Iowa School Vouchers
By Susie Olesen
Sisters of the Caucus, read and remember come November. Let your representative know how you feel about these vouchers decimating our public schools.
1. State government has under funded public education for most of the last 20 years. almost 484,000 Iowa children attend public schools, and about 36,000 attend private schools.
2. As programs were shut down and class sizes rose to nearly unmanageable levels, the governor and her cronies “revealed” how bad those public schools really were/are (even though the decline happened under their leadership and they don’t seem to take any responsibility for that). Then they said that teachers were groomers and teaching far left content, even though there was no data to support those claims.
3. The governor introduced a voucher bill in 2022, saying that parents were entitled to choice – that parents know best and the state should pay for “their choice.” The majority of Iowans were opposed, but still hearing regularly from public officials at the statehouse that public schools were run by the dangerous “union,” failing badly, and filled with predators teaching students to be LGBTQ.

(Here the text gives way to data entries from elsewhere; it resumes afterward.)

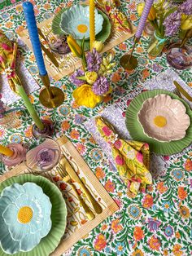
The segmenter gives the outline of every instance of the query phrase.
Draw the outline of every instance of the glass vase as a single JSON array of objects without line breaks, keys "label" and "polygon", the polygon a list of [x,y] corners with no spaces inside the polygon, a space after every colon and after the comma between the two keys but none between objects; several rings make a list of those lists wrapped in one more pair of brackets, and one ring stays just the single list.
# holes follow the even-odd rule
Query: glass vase
[{"label": "glass vase", "polygon": [[161,55],[165,45],[166,38],[156,33],[151,37],[147,52],[150,55],[157,57]]}]

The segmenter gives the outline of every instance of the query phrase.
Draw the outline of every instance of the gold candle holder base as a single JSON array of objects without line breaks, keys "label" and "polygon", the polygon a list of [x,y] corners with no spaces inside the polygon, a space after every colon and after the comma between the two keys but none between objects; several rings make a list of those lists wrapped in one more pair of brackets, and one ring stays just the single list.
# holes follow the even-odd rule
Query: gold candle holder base
[{"label": "gold candle holder base", "polygon": [[132,55],[125,55],[120,58],[120,64],[124,69],[133,70],[137,66],[138,62],[137,58]]},{"label": "gold candle holder base", "polygon": [[44,88],[39,95],[41,104],[49,108],[55,108],[60,106],[64,101],[64,94],[61,89],[55,86],[50,86],[50,78],[48,75],[40,76],[44,86]]},{"label": "gold candle holder base", "polygon": [[41,104],[49,108],[55,108],[60,106],[64,101],[64,94],[61,89],[58,87],[49,88],[49,90],[52,93],[53,98],[50,97],[50,94],[47,89],[43,89],[39,95],[39,100]]}]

4. Because that voucher bill in step 3 failed, the governor went after those legislators in her own party who recognized vouchers would be budget busters and there were very few private schools in rural counties. She found primary opponents in their districts who said they would vote for her voucher bill and with her support they won. She scared many legislators into voting for the voucher boondoggle.
5. #4 worked. In the 2023 session with the new Republican votes the Governor gained by campaigning against legislators in her own party, she now could pass her voucher bill. The new legislature passed and the governor signed the bill which included no limits as to the number of vouchers that could be issued, almost no accountability for student learning, nor would there be any oversight regarding how those private schools would spend all those tax dollars. Exactly what she wanted.
6. The first year the voucher bill cost $29 million more than anticipated.
7. Now Rob Sand has found that the fees going to the company that will administer the vouchers, located in New York, is double what was included when the bill was passed.
8. Meanwhile, many private schools raised their tuition after the vouchers had passed, and addred to that almost $8000 per child from taxes. Public schools received the same $8000 per pupil increase, a 2.5% increase, once again less than the cost of living. The legislature and governor did include a nice raise for beginning public school teachers from $33,500 to. Mid career public school teachers also received a pay raise, but it gives birth to not come close to what the private sector pays mid career employees. And to add a little frosting to her cake, the money for new and mid-career teachers has only been allocated for two years.
Vouchers are budget busters. 95% of the private schools in Iowa are religious. The research is clear that vouchers haven’t raised academic achievement in other states, and in fact, sometimes the results indicated falling academic achievement. I continue to wonder what happened to our state, a place where religion was the purview of the family and is now being taught in private schools, paid for with public dollars. And public schools are gasping for oxygen.